To send this case back to the Commission in order for them to merely repeat verbatim the six Penn Central guidelines, followed by an elaboration of the above-quoted paragraph, is an injudicious use of time and resources. The statutory criteria used in this case are clear. The factual evidence and documentation presented is abundant. And this court has had no problem in reviewing the application of the facts to the Commission's criteria because of an inadequacy in the findings, and finds itself in agreement with the Commission's conclusion.

As a final point of interest, though it should be stressed, one not ultimately responsible for our reasoning herein, we note that the plaintiffs, by way of a brief to the I.C.C. on October 20, 1970, were also arguing at that point in time that the CNW was an intercity, rather than a commuter train. Whether by coincidence, or otherwise, the Illinois parties suddenly reversed their position on the intercity-commuter issue when the trains herein involved were not included in the basic Amtrak system, perhaps hoping that by having the Commission rule that the trains were not intercity, service might be maintained through a favorable ruling under § 13a.

The State certainly has the prerogative of a change of mind, and such a change is of course irrelevant to the legal issue of the adequacy of the Commission's findings, and should not influence the analysis of this court in resolving the issue before us.
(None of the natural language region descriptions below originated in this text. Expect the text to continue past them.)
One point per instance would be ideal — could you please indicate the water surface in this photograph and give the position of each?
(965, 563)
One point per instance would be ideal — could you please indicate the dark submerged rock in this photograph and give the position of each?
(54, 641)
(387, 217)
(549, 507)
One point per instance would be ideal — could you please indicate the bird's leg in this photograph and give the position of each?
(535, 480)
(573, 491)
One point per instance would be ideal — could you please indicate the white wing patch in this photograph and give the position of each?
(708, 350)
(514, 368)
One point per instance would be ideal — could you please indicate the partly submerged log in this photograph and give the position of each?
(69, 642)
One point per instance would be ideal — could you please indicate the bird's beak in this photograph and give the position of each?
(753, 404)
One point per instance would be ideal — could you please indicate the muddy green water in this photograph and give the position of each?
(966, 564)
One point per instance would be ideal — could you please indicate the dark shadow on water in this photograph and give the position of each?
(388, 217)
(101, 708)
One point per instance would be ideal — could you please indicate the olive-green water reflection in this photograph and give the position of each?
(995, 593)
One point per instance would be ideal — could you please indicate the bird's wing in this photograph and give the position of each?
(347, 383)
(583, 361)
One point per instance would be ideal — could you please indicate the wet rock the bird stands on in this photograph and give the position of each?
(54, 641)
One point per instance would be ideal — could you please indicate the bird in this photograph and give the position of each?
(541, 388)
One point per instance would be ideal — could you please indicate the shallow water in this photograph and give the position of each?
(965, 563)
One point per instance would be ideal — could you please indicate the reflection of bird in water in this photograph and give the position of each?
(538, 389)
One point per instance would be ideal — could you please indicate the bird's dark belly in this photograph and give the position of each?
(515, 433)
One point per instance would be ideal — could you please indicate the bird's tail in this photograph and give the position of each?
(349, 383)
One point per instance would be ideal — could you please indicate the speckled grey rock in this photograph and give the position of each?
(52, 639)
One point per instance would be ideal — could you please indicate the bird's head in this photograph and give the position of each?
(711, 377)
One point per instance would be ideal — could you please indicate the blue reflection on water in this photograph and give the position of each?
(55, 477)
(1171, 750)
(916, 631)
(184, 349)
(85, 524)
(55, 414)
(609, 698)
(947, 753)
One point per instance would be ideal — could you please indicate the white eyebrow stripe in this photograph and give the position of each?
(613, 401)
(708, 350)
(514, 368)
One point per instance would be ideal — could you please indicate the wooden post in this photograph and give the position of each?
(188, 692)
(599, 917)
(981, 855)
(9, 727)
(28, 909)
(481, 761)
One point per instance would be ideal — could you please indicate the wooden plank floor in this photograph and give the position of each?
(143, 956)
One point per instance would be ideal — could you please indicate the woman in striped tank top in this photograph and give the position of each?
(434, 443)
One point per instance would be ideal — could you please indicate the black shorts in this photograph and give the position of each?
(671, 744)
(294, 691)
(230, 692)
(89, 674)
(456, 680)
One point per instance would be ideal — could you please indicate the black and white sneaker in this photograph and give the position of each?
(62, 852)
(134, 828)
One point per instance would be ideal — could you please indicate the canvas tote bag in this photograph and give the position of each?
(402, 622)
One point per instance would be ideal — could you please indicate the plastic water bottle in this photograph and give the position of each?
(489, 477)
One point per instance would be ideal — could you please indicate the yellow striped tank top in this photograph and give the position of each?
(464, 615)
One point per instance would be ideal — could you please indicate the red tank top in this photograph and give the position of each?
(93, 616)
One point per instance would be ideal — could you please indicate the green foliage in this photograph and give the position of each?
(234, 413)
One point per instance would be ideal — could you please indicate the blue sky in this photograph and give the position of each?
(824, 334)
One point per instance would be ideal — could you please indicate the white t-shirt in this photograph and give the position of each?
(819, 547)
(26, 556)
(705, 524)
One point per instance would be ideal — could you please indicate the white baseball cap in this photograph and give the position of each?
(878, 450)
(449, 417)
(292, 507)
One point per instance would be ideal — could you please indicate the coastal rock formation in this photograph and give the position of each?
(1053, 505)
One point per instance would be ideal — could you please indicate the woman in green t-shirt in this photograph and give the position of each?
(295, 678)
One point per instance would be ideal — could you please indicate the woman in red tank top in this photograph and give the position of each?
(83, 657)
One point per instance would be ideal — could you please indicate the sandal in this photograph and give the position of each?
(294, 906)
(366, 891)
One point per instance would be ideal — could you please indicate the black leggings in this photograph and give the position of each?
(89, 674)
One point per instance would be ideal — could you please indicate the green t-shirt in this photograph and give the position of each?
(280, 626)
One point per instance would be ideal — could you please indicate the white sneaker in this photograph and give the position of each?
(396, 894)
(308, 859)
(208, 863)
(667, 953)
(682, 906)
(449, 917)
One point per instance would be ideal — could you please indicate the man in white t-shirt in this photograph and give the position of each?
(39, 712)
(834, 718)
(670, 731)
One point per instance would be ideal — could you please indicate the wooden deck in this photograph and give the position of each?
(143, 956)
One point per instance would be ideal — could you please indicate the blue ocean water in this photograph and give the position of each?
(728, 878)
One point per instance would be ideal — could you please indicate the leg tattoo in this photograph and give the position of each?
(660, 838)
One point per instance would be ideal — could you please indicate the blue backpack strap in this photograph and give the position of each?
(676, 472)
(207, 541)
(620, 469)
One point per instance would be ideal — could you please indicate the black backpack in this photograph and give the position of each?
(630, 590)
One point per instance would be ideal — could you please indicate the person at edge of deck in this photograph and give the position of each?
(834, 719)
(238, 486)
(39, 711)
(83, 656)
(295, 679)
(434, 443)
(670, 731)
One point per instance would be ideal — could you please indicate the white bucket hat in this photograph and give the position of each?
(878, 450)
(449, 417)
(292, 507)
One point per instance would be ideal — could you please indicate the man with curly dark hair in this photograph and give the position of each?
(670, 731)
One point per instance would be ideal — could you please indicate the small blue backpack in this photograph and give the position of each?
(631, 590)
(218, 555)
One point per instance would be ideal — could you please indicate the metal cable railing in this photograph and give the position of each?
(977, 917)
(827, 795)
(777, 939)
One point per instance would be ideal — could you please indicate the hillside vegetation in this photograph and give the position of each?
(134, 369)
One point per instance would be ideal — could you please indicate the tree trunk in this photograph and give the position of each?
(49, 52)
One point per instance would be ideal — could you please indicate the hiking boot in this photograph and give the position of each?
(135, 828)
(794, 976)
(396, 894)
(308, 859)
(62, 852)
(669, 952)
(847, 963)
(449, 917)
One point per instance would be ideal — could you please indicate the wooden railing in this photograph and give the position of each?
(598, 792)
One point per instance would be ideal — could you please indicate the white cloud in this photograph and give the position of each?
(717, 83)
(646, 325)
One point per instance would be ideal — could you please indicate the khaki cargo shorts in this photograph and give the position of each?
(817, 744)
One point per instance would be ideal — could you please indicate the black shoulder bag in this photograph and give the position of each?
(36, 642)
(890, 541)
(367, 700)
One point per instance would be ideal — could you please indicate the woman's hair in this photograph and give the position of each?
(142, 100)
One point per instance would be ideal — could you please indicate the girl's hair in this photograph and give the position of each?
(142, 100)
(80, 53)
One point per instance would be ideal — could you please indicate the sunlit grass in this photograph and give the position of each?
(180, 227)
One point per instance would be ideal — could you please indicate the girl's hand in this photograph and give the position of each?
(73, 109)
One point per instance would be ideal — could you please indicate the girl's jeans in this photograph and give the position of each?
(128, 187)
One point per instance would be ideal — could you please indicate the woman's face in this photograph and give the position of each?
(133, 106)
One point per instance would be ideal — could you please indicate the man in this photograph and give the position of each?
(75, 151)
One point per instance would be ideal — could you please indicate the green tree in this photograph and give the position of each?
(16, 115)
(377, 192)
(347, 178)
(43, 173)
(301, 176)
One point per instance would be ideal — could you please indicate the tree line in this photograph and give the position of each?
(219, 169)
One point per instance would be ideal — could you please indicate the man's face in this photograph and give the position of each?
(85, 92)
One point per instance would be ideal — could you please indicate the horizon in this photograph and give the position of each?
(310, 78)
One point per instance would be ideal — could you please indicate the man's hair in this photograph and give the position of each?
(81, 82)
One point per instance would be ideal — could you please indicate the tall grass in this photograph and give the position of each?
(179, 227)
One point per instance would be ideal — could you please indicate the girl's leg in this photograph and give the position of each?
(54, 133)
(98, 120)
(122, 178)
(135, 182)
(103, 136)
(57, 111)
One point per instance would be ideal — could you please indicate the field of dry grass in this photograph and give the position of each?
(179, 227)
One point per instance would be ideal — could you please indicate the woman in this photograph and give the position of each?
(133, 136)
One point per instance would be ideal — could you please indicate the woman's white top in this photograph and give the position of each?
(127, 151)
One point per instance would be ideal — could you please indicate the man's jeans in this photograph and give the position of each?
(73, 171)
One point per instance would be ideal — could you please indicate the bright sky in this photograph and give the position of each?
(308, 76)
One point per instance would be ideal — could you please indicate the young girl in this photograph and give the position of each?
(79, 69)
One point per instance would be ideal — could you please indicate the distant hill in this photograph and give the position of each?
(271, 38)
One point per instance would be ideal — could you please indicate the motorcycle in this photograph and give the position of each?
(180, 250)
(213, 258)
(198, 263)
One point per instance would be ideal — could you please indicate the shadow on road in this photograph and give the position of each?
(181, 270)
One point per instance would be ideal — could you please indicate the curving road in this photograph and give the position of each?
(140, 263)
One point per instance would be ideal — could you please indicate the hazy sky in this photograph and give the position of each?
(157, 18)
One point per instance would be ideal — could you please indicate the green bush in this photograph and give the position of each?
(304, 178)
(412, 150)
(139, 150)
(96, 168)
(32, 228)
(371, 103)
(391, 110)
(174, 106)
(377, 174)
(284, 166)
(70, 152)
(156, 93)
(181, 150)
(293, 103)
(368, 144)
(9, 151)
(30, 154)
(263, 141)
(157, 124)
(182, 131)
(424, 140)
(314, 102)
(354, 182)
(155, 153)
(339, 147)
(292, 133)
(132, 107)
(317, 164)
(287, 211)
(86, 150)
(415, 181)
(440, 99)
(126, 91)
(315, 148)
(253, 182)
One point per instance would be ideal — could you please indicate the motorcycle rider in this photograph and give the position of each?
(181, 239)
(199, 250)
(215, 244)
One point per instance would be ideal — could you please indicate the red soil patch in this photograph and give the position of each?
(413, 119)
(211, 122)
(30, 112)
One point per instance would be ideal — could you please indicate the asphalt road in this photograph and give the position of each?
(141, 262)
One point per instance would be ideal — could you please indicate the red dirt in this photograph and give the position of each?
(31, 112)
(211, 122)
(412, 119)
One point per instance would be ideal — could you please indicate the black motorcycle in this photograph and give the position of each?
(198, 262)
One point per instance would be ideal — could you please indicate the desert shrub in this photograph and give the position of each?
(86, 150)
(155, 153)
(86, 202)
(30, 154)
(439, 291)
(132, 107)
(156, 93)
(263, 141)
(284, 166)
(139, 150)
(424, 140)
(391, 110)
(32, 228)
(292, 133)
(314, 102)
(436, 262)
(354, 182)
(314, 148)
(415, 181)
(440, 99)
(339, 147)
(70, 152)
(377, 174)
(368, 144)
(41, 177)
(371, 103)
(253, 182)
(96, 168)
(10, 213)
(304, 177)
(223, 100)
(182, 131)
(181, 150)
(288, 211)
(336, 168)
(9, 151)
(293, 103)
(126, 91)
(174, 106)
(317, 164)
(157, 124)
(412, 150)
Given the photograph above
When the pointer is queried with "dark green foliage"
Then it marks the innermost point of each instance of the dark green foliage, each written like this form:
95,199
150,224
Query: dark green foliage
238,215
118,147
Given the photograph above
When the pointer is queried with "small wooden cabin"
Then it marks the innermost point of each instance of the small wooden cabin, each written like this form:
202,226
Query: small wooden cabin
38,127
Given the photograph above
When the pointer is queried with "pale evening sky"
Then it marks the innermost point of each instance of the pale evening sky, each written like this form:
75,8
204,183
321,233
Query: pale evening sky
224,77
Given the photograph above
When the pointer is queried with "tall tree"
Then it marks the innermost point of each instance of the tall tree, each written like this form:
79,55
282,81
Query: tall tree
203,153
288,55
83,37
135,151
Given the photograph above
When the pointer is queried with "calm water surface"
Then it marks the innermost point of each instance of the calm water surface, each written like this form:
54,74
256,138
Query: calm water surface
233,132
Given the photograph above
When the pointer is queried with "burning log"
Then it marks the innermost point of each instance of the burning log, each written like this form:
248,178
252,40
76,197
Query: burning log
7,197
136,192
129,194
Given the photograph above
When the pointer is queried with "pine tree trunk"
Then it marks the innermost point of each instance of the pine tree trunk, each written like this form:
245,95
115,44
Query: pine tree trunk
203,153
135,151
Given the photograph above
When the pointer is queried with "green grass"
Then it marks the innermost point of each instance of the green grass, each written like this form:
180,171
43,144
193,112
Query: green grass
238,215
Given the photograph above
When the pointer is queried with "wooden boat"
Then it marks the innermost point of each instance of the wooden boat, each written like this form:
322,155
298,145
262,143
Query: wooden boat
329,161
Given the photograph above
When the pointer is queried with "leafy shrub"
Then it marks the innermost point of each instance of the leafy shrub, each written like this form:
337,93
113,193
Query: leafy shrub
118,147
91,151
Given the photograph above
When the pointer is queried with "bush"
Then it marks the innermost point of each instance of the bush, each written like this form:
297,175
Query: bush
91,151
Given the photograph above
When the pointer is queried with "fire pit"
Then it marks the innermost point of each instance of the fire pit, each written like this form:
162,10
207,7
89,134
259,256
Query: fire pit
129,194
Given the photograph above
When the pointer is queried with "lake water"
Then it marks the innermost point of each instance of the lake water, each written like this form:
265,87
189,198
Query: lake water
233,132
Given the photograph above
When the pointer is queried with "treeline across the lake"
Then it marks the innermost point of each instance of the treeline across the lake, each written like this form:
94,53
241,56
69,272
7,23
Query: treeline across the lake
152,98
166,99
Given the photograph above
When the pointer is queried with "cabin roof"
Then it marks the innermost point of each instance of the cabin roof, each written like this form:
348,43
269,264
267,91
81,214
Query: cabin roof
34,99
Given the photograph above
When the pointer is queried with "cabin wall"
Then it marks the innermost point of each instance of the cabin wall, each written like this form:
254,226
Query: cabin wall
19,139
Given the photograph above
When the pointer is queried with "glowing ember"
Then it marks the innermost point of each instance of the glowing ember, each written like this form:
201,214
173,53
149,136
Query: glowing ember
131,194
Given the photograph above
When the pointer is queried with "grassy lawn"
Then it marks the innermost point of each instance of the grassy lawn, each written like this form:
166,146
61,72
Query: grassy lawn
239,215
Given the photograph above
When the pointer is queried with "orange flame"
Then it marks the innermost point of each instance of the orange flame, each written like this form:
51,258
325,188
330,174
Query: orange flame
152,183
Nonetheless, the fact that the plaintiffs in this case were of the same opinion on the intercity-commuter issue as this court until it was in their best interests to argue otherwise, independently buttresses our result.

In conclusion, this panel denies the plea of plaintiffs to enjoin, annul, or suspend the orders of the Interstate Commerce Commission, Division 3, regarding Chicago and North Western Railway Company Discontinuance of Trains Nos. 1, 2, and 11 and 12 between Chicago, Ill., and Clinton, Iowa, as we do not deem the findings, decisions, or orders involved herein to be so deficient as to be in violation of the law.